Render AWT/Swing components — and JavaFX (Node/JFXPanel) — in notebooks, both statically and interactively.

What's included

  • Static snapshot. Any java.awt.Component renders as a PNG via display(component) or a bare component expression — it's painted off-screen into a BufferedImage and reuses the existing Image pipeline. Headless-safe (no native window is created).
  • Interactive. displayInteractive(component) streams PNG frames of the component over a kernel-opened Jupyter comm and dispatches mouse/keyboard events back into it. Frames are coalesced (~30 fps) with duplicate-frame suppression, and a custom RepaintManager streams asynchronous repaints (animation timers, model changes).
  • JavaFX, same pipeline. Pass a javafx.scene.Node (auto-wrapped) or a JFXPanel to displayInteractive(...). JavaFX is an optional, user-supplied dependency (e.g. via %maven) and is handled reflectively, so jjava-jupyter keeps no compile/link dependency on it.
  • Graceful fallback. The interactive output also carries a static image/png, so frontends without the extension (or non-Lab frontends) show a still image instead of an error. Notebooks that never use Swing are unaffected — AWT is not initialized until a component is actually rendered.
  • JupyterLab 4 extension under jupyterlab-extension/ (package jjava-swing): a mime renderer that mounts a <canvas> for the custom MIME type plus a notebook plugin that registers the comm target, draws streamed frames, and forwards events. Plus example notebooks for Swing and JavaFX.
  • Tests (headless): click → ActionListener, typing → JTextField, frame streaming on bind, duplicate-frame skip, and the static-fallback bundle.

Design notes

  • Off-screen rendering keeps Swing headless-safe.
  • Keyboard is delivered via KeyboardFocusManager.redispatchEvent (Swing) and Event.fireEvent into the focused FX node (JavaFX), because synthetic key events would otherwise be swallowed off-screen (no Java window holds focus).
  • A JFXPanel-containing tree is hosted in an off-screen displayable window so its input can be coordinate-mapped.
  • Adds a CommManager.openComm(target, data, factory) overload so the kernel-initiated comm_open can carry a correlation token.

Limitations

Synthetic off-screen dispatch covers custom-painted panels, charts, buttons, text fields, tables, etc., but not features needing their own native windows or the real lightweight dispatcher: tooltips, popup menus, combo-box dropdowns, drag-and-drop, some focus-traversal edge cases. JavaFX additionally needs a display (or Monocle on a headless server) and modifications to the kernel.json to tell Javafx to run headless.

Try it

mvn clean package
cd jupyterlab-extension && npm install && npm run build && jupyter labextension develop --overwrite .

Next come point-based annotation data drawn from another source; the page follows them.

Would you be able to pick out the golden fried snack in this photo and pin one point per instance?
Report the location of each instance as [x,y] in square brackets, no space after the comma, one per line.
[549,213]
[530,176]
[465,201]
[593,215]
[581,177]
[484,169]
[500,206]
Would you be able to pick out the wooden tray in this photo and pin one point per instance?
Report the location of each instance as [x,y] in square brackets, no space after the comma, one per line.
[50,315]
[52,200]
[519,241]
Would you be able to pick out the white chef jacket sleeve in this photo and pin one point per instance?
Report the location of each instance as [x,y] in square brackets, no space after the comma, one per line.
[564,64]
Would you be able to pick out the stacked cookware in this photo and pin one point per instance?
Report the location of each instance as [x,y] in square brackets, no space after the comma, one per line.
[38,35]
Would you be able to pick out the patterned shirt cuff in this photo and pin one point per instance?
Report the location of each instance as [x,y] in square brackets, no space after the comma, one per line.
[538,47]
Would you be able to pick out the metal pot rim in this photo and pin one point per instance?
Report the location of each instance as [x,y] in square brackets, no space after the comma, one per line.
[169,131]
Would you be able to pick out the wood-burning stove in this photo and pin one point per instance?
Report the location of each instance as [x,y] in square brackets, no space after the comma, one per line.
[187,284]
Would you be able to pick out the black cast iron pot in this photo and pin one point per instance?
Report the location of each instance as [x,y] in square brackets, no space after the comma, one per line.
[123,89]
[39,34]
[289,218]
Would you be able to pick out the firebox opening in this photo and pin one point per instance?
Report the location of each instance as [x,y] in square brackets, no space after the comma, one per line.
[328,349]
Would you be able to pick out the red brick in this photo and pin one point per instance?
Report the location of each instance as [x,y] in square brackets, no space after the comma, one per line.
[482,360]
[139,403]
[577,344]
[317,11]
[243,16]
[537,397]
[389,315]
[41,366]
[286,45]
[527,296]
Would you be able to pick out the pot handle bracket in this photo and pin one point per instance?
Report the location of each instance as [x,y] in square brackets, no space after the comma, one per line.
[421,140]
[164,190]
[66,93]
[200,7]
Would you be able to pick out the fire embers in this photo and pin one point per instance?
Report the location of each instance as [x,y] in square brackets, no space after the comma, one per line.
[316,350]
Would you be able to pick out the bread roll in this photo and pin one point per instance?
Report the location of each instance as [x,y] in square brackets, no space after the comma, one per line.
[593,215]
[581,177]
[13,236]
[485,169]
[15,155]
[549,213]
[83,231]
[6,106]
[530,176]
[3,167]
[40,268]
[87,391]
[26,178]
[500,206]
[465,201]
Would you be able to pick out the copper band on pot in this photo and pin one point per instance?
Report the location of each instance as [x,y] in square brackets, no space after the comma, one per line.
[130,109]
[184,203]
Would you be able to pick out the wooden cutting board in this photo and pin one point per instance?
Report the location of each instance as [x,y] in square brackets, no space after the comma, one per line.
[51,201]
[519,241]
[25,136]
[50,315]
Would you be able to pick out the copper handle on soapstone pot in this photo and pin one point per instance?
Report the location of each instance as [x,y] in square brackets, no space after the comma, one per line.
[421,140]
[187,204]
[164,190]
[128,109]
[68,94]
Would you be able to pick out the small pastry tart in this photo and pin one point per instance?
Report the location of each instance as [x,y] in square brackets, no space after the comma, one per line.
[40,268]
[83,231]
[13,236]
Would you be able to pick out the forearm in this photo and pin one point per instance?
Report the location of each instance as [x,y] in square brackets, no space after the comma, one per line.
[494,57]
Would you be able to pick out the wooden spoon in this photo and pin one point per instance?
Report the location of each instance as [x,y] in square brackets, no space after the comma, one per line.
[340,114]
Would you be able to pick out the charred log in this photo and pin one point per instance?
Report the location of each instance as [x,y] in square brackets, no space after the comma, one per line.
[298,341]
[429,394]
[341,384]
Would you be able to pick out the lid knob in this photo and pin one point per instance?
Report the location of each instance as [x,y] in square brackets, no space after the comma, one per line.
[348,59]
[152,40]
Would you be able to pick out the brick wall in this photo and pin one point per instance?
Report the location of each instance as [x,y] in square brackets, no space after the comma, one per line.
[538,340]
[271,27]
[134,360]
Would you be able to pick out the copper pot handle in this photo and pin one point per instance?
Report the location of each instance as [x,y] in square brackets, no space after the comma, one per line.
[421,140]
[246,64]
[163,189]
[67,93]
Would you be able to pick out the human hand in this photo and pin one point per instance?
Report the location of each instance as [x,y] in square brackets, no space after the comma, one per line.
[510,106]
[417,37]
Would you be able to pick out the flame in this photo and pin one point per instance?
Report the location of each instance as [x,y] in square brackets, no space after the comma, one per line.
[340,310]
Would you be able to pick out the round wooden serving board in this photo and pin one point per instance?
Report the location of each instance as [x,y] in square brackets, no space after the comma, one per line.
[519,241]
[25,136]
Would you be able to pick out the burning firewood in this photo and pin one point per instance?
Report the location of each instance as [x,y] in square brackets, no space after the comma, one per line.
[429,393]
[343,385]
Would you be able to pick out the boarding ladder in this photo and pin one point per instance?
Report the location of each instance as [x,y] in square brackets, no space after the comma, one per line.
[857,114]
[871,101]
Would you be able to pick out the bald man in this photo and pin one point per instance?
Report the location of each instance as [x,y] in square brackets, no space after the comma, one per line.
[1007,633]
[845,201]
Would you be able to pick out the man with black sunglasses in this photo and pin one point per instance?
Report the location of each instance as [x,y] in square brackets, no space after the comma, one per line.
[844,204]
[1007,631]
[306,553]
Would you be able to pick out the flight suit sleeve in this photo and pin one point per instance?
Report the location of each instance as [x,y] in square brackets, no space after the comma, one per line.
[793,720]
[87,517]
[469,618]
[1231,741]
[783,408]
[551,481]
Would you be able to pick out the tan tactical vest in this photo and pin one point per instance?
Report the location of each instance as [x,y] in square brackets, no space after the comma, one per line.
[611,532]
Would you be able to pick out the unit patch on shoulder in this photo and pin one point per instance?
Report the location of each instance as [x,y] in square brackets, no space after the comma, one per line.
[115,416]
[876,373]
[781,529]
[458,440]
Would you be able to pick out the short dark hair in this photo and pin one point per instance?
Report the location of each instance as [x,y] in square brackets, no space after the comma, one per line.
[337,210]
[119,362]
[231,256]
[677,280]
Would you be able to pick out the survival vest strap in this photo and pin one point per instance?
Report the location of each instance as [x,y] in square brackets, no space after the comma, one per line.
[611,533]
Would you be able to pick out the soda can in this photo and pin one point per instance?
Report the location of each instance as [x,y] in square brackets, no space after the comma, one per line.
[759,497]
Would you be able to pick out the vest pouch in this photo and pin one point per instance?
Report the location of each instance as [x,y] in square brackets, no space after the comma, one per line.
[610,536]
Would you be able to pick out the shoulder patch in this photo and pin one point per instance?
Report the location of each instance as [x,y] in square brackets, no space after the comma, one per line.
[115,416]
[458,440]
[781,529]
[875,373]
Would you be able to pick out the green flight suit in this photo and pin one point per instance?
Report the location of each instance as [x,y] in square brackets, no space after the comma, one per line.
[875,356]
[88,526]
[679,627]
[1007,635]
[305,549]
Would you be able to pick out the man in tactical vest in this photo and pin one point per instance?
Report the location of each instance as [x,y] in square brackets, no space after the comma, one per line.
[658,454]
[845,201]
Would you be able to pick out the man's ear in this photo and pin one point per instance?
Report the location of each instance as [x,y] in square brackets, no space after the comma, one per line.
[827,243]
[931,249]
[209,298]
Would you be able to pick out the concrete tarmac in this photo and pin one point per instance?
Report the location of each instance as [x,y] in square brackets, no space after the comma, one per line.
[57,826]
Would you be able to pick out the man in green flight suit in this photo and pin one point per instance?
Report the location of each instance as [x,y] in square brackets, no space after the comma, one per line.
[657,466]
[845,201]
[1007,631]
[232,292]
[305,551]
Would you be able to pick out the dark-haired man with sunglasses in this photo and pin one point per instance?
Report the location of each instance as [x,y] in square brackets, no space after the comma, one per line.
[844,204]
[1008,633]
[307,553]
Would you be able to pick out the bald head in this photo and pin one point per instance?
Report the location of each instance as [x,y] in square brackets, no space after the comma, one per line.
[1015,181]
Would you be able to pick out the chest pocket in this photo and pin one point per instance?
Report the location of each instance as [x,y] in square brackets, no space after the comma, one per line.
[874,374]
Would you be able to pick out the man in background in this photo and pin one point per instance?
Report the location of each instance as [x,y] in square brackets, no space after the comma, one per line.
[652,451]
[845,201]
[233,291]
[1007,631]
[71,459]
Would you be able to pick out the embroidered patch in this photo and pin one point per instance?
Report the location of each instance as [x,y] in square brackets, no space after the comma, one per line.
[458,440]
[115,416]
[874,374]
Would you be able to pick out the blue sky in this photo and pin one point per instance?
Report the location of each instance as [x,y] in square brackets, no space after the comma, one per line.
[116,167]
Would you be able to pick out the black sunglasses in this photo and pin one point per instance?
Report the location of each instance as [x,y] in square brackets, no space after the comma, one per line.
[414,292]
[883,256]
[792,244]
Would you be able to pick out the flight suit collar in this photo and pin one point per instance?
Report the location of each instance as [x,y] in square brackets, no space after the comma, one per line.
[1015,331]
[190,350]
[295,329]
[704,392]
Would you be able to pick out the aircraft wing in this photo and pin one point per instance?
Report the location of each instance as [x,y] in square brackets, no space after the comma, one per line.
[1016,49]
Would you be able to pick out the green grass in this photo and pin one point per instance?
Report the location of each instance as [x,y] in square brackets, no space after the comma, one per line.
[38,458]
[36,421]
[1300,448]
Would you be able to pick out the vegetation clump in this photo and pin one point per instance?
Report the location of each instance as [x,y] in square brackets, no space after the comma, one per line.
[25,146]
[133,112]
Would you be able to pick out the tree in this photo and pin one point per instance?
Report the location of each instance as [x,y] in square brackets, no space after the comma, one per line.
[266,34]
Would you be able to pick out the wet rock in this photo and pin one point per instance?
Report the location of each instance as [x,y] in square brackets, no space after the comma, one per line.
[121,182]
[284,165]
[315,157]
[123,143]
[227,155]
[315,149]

Then see jupyterlab-extension/examples/ (swing-demos.ipynb, javafx-demo.ipynb).

JButton b = new JButton("Click me");
b.addActionListener(e -> b.setText("clicked"));
displayInteractive(b);

Mohamad Khawam added 3 commits June 23, 2026 16:16
Register a renderer for java.awt.Component that paints it off-screen into a
BufferedImage and reuses the existing Image PNG pipeline. Works headless (no
native window is created), so display(component) and a bare component expression
both render a static snapshot.
displayInteractive(component) streams PNG frames of an AWT/Swing component over a
kernel-opened comm and dispatches mouse/keyboard events back into it. Frames are
coalesced (~30fps) with duplicate-frame suppression, and a custom RepaintManager
streams async repaints (timers, model changes). Keyboard is delivered via
KeyboardFocusManager.redispatchEvent so it is not swallowed by the focus manager
off-screen.

JavaFX rides the same pipeline through JFXPanel: pass a javafx.scene.Node (wrapped
automatically) or a JFXPanel. JavaFX is an optional, user-supplied dependency and
is handled reflectively, so jjava-jupyter has no compile/link dependency on it.
A JFXPanel-containing tree is hosted in an off-screen displayable window so its
input can be mapped; FX keys are injected via Event.fireEvent.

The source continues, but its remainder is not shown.